D’ailleurs les expériences servent à savoir avec qui on s’épanouit le mieux, « pour être sûr », des hommes, des femmes voire plus en passant d’une préférence à l’autre sans exclusive : bisexuel, allosexuel, pansexuel, hétéro, gay et plusieurs personnes en même temps ….

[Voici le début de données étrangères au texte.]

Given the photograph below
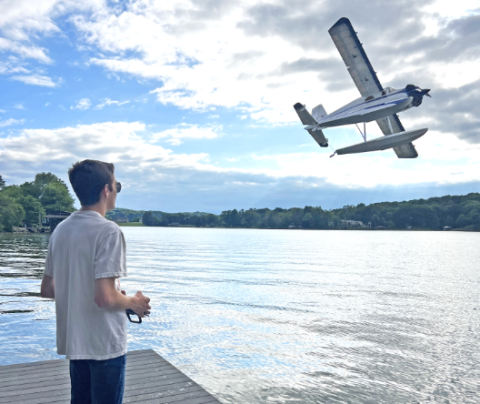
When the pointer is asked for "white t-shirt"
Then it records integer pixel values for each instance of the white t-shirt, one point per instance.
(85, 247)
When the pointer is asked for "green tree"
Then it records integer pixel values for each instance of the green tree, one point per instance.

Allons- y allégrement puisqu’à 12 ans on a des droits sexuels. D’ailleurs « il n’y a pas d’âge conseillé ou déconseillé pour les expériences sexuelles », il faut juste se protéger. Pour l’âge du partenaire c’est  au maximum « trois ans de plus ou trois ans de moins même si tu n’as pas encore16 ans. » Au fait la brochure s’adresse à des enfants à partir de 12 ans non ?

Ce n’est pas sale !

L’incitation à regarder des films pornographiques pour des mineurs c’est pas un délit ? Cela ne relève-t-il pas d’une dérive pédo ? Pourtant la question est posée dans la brochure : « As-tu déjà vu du contenu pornographique ? », puis une réponse tombe : « Si oui, tu n’es pas seul.e dans ce cas. Certaines personnes sont excitées par ce qu’elles voient, d’autres sont dégoûtées. Les deux réactions sont tout à fait normales. » Voilà qui donne envie de vérifier non ? D’ailleurs il semblerait qu’il y ait du porno grand public, mais que le porno « plus diversifié » c’est mieux : « ils montrent des personnes avec des corps variés, des personnes qui se respectent et qui parlent de leurs désirs, et le préservatif voire la digue dentaire sont utilisés ».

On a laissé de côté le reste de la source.